À notre arrivée, Jap's était calme, réactif et sans douleur. Nous avons attendu tranquillement dans le véhicule, environ 1h, avant qu'il puisse être admis.
La vétérinaire m'a expliqué les examens qui allaient être faits, et les probabilités qui pourraient expliquer cette paralysie soudaine, ainsi que l'éventualité d'une opération coûteuse.
J'ai souhaité faire un câlin à mon chien avant de partir, ne sachant pas s'il resterait hospitalisé juste la journée pour le scanner ou plus longtemps si opération.
Il m'a alors été présenté au sol, une laisse accrochée au collier, sans aucun soutien de son bassin paralysé (ni harnais, ni alèse). Il tremblait et semblait souffrir. Face à mon questionnement, il m'a été répondu qu'« il venait de marcher », alors qu'il était dans l'incapacité de marcher !

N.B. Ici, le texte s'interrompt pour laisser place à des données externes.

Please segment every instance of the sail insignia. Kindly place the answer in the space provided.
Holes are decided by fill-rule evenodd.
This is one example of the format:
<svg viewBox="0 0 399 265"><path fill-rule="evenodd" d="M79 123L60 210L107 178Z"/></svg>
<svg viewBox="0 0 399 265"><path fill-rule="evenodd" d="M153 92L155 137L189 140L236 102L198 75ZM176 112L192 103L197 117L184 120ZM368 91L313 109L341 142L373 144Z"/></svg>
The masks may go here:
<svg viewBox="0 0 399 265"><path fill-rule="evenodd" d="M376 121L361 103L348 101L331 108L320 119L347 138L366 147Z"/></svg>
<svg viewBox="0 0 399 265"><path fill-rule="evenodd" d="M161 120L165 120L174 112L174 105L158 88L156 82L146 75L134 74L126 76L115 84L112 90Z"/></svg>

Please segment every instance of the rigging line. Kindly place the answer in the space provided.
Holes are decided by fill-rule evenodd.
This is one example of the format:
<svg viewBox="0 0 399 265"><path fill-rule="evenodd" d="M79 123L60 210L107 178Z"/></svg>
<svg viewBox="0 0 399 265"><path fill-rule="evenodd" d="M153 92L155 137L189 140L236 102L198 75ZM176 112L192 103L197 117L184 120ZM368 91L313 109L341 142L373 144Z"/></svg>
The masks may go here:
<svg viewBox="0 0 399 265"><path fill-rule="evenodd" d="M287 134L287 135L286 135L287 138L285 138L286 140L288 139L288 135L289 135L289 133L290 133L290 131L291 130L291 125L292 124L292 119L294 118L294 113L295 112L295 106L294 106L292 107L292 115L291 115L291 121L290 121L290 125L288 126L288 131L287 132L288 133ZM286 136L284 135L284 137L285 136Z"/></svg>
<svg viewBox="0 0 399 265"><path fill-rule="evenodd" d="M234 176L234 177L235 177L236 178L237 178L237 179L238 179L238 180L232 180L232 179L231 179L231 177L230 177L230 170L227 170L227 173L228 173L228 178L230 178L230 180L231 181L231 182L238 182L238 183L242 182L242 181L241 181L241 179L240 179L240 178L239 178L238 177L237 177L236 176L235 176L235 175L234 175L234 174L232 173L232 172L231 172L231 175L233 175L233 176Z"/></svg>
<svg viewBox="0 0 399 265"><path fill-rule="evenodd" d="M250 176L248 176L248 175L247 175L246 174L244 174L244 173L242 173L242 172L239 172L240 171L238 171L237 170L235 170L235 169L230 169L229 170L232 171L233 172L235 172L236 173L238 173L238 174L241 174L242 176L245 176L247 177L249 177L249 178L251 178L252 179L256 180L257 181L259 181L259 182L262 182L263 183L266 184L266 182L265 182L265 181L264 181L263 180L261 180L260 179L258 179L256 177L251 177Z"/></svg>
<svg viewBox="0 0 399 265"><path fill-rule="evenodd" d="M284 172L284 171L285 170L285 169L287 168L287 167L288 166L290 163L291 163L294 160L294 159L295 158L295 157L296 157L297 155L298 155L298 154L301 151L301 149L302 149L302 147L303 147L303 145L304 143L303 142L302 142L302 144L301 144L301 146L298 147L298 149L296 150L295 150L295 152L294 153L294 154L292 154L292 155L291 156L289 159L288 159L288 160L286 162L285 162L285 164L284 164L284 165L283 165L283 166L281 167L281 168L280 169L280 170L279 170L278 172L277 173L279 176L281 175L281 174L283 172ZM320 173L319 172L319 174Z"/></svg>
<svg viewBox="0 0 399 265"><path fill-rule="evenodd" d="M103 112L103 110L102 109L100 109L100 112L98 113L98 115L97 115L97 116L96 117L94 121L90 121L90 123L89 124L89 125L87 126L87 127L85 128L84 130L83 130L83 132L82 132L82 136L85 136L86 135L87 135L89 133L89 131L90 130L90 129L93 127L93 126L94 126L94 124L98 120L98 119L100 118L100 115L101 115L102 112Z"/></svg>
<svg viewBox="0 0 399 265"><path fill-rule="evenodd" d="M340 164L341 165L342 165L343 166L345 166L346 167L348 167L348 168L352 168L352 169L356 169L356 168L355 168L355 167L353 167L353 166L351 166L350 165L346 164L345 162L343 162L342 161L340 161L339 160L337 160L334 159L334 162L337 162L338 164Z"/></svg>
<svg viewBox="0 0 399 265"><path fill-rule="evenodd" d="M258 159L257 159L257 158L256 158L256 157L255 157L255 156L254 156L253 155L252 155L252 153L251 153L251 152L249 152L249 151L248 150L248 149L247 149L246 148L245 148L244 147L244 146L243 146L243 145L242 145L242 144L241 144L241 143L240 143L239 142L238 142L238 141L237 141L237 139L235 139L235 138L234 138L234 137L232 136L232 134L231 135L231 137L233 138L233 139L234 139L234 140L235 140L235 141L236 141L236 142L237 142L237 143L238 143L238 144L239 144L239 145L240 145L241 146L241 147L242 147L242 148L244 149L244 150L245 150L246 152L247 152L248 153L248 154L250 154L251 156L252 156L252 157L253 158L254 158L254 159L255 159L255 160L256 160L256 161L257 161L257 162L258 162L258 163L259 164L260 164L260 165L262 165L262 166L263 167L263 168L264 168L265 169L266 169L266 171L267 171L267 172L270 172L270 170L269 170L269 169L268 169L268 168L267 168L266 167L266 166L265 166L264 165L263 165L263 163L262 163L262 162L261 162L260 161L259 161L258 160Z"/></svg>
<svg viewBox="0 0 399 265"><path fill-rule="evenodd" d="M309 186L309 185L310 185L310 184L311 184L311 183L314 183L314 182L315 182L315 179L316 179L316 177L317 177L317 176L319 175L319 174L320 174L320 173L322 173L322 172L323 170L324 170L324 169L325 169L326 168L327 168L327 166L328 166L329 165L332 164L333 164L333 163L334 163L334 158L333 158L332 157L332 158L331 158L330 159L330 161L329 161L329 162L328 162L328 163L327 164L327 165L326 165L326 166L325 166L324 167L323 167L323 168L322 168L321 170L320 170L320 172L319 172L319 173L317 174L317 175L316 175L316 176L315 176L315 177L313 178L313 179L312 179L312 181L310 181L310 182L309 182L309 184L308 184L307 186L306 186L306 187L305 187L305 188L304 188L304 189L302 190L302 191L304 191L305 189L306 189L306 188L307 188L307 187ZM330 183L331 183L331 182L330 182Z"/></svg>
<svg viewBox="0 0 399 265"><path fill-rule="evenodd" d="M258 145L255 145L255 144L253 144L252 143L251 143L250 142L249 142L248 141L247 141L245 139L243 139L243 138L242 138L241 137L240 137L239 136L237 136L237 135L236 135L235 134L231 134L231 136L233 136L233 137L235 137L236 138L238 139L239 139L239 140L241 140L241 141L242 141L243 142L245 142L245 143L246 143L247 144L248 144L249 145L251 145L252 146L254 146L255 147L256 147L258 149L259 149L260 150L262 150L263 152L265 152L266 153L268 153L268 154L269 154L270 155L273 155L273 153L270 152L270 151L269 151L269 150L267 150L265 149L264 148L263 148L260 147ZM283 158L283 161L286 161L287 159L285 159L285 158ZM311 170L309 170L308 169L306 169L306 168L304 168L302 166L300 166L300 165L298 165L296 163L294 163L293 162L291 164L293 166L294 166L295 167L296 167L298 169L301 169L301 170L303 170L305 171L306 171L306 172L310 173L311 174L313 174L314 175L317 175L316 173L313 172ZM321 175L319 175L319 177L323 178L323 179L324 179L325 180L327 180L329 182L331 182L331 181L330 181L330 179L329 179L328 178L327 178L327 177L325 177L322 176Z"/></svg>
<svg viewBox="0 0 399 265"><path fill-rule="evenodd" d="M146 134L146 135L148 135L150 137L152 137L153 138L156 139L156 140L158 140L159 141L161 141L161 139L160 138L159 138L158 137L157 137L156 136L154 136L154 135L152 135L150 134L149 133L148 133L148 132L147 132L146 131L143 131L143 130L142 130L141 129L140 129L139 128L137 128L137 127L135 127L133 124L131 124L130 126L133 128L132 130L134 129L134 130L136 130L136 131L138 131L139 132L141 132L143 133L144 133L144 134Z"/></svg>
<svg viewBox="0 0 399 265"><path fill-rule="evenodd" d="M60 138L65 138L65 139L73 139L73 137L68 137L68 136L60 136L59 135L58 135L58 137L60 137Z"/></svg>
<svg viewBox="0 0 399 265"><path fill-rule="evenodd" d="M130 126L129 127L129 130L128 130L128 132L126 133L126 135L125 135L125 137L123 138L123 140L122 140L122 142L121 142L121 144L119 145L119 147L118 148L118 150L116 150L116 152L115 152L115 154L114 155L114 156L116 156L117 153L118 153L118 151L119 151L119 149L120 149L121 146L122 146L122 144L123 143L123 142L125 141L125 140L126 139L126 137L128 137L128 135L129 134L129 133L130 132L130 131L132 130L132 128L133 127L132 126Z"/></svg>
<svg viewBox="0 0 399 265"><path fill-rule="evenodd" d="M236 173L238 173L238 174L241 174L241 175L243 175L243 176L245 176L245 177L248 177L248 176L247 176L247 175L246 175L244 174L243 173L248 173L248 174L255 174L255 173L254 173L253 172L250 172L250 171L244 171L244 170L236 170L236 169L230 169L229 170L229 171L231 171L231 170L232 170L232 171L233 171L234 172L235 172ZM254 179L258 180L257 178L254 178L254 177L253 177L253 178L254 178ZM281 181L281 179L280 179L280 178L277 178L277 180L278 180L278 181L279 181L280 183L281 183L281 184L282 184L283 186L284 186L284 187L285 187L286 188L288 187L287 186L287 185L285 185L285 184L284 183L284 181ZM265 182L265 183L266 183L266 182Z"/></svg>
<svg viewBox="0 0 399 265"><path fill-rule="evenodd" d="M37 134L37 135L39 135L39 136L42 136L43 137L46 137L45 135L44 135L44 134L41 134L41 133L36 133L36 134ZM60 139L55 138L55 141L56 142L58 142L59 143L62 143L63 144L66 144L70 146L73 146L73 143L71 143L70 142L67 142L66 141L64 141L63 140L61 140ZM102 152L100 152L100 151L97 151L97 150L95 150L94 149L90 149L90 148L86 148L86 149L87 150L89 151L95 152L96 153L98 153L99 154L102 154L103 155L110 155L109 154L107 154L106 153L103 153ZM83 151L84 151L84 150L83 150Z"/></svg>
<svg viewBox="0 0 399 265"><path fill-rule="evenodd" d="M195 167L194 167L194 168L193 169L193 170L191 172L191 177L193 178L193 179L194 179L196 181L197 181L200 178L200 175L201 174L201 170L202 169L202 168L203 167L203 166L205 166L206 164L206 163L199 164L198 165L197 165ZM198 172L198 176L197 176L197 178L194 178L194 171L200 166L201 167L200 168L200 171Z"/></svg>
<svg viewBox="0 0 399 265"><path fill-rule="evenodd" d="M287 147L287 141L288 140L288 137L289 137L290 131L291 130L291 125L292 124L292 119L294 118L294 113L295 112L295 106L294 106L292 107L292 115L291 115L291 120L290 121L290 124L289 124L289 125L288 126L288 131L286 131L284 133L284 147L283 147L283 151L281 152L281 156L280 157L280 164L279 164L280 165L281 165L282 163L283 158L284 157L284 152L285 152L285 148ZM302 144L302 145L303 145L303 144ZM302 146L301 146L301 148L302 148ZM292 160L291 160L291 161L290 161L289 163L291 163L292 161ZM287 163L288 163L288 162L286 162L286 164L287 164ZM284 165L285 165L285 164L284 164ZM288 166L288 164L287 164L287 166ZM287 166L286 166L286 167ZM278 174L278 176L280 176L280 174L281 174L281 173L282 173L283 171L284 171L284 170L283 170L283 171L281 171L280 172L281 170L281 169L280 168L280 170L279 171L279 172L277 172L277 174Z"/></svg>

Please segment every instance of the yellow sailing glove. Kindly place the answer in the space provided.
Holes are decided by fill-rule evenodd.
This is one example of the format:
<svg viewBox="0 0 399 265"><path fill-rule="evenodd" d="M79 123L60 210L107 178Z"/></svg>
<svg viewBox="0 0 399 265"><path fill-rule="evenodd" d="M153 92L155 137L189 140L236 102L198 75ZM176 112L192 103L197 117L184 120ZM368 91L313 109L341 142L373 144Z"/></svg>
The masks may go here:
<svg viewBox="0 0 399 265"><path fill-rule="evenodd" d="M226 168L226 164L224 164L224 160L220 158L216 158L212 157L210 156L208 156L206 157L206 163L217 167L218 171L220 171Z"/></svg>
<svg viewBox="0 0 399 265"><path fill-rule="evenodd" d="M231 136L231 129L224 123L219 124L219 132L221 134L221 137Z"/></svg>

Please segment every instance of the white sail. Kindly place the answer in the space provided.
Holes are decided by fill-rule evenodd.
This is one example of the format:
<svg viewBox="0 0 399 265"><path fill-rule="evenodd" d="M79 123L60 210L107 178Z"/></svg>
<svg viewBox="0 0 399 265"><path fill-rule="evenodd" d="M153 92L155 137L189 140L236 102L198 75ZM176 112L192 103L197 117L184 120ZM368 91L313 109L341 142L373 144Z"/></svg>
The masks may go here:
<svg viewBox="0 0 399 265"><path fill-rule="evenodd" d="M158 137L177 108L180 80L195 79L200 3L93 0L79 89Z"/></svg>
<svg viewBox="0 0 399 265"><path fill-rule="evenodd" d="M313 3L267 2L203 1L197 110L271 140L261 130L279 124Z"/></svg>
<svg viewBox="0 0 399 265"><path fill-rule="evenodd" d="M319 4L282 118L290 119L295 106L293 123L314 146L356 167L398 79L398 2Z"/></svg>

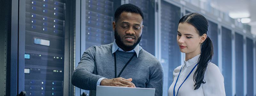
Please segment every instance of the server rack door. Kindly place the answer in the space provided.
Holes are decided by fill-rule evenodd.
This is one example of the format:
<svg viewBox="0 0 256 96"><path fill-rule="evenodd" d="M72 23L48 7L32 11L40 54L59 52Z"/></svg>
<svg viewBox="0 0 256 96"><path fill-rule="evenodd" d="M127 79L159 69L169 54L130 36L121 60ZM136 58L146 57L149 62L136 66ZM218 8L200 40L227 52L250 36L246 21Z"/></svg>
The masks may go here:
<svg viewBox="0 0 256 96"><path fill-rule="evenodd" d="M237 96L244 95L244 50L243 36L236 32L236 92ZM223 63L225 64L225 63Z"/></svg>
<svg viewBox="0 0 256 96"><path fill-rule="evenodd" d="M25 91L63 96L65 1L26 2Z"/></svg>
<svg viewBox="0 0 256 96"><path fill-rule="evenodd" d="M114 21L113 0L85 2L85 48L108 44L114 41L112 22Z"/></svg>
<svg viewBox="0 0 256 96"><path fill-rule="evenodd" d="M172 72L180 65L180 52L177 41L180 8L161 1L161 63L164 68L163 95L168 96L172 83Z"/></svg>
<svg viewBox="0 0 256 96"><path fill-rule="evenodd" d="M140 45L155 55L155 2L154 0L129 0L129 3L139 7L144 15L141 39Z"/></svg>
<svg viewBox="0 0 256 96"><path fill-rule="evenodd" d="M253 95L253 44L252 40L246 38L246 65L247 71L247 94Z"/></svg>
<svg viewBox="0 0 256 96"><path fill-rule="evenodd" d="M232 55L231 30L224 27L221 28L222 39L222 75L224 77L225 91L227 96L231 96ZM239 95L237 95L239 96Z"/></svg>
<svg viewBox="0 0 256 96"><path fill-rule="evenodd" d="M209 32L208 36L211 39L213 46L213 56L211 62L218 66L218 25L208 20L209 24Z"/></svg>

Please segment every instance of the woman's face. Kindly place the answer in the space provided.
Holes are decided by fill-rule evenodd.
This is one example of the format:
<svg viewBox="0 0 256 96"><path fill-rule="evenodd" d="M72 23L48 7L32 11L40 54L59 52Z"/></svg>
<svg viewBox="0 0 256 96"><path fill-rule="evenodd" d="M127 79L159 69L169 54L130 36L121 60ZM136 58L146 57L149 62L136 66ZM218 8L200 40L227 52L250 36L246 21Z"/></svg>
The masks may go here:
<svg viewBox="0 0 256 96"><path fill-rule="evenodd" d="M179 24L177 42L180 52L185 53L200 53L201 44L204 41L203 39L205 39L202 38L206 34L200 36L197 31L196 28L189 24L186 22Z"/></svg>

Le diagnostic a été posé en fin de matinée : tumeur cancéreuse sur les vertèbres, inopérable. Seule alternative: l'euthanasie.
J'ai souhaité récupérer mon chien pour passer une dernière nuit avec lui avant de l'emmener chez son vétérinaire habituel et l'accompagner dans son dernier voyage.
Lorsque j'ai récupéré Jap's, il était ensuqué, ce qui m'a semblé normal vu qu'il avait été anesthésié pour le scanner. Mais vers 3h du matin, mon chien s'est trouvé dans un état de souffrance qui n'a fait qu'empirer jusqu'au matin. Je me suis rendue chez mon vétérinaire dès l'ouverture afin d'avancer l'heure d'abréger ses souffrances.
Après vérification sur les documents d'hospitalisation, il s'avère que Jap's était sous morphine à l'hôpital, et qu'il a été renvoyé à la maison avec un traitement largement insuffisant pour palier la douleur lorsque la morphine a cessé ses effets antalgiques.
Leur manque de compétence et d'empathie a été la cause d'une fin de vie dans la souffrance pour mon chien. Ils ont gâché nos derniers instants qui devaient être le temps des adieux et des derniers câlins.
Une saisine a été transmise au Conseil Régional de l'Ordre des Vétérinaires (CROV) et à la DDPP de l'Hérault.